(Is)Land Acknowledgment
The Galiano Island Literary Festival (GLF) respectfully acknowledges that the island has been home to Coast Salish Indigenous Peoples, including the Lamalcha, Penelakut and other Hul'qumi'num' speaking peoples since time immemorial. These Nations hold deep cultural, linguistic and familial connections to the island and the waters that surround it. They remain the stewards of the island and its natural inhabitants today.
Colonization and the arrival of European settlers brought significant, irrevocable changes to the island and its inhabitants. We recognize and accept our shared responsibility to actively participate in the process of decolonization, both on the island and in the broader literary community.
GLF commits to conducting our work in a way that recognizes the complex history of these lands and waters, and which honours and upholds the culture and teachings of the Indigenous Peoples who have always lived on and cared for the island that we call Galiano.
Photo Credit: Douglas Thistle-Walker
Galiano Island
Beautiful, peaceful and inspiring, Galiano Island is the perfect place to write and listen to writers share their stories.

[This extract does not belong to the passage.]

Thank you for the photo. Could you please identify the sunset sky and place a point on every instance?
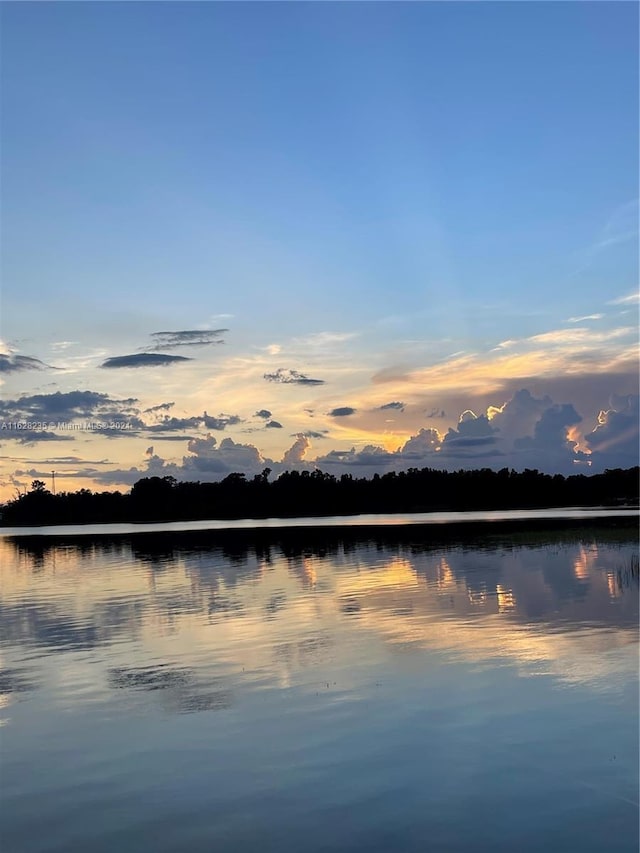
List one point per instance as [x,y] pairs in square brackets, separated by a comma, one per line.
[355,236]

Galiano Island is just a quick ferry ride away from Tsawwassen (from Vancouver on the lower mainland) or Swartz Bay. It is advisable to book via BC Ferries well in advance and there are no booking fees for the Southern Gulf Islands. You can also take a boat and tie up at one of our beautiful provincial wharfs.

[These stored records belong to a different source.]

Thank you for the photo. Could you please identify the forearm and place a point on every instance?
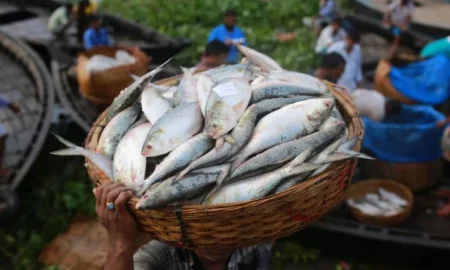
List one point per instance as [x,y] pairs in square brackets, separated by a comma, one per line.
[120,257]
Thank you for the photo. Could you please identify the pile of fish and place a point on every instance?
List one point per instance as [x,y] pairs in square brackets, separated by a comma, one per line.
[230,134]
[382,203]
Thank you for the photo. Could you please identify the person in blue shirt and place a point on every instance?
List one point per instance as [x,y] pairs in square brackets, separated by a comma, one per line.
[5,103]
[96,35]
[228,32]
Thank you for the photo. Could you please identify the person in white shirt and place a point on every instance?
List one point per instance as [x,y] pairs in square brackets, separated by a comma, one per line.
[398,18]
[329,35]
[350,50]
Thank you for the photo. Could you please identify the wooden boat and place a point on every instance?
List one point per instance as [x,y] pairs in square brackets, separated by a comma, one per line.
[25,81]
[430,20]
[30,24]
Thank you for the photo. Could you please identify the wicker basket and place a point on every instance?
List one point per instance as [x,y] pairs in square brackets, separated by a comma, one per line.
[102,87]
[364,187]
[384,86]
[246,223]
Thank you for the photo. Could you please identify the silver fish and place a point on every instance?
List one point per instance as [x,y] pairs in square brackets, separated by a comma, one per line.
[285,152]
[257,186]
[128,164]
[185,188]
[257,58]
[276,89]
[131,94]
[187,89]
[241,133]
[116,129]
[172,129]
[270,105]
[292,121]
[179,158]
[304,80]
[100,161]
[154,105]
[227,101]
[204,84]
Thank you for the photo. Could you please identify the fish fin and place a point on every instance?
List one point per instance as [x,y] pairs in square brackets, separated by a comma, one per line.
[219,143]
[332,157]
[248,72]
[229,139]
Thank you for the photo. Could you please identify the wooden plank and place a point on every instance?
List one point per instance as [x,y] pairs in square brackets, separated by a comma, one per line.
[83,246]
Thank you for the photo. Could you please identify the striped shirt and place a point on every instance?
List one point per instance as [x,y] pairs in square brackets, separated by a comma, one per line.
[156,255]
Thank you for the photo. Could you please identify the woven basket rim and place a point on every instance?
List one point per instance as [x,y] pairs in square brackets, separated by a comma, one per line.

As one the Canadian Southern Gulf Islands, Galiano is on the Salish Sea between Vancouver Island and Lower Mainland of British Columbia. The island is long and skinny 27.5 km long and 1.6 km wide at the most narrow, so Galiano has lots of great beaches. In the summer, the population of approximately one thousand five hundred islanders more than triples with seasonal residents and tourists.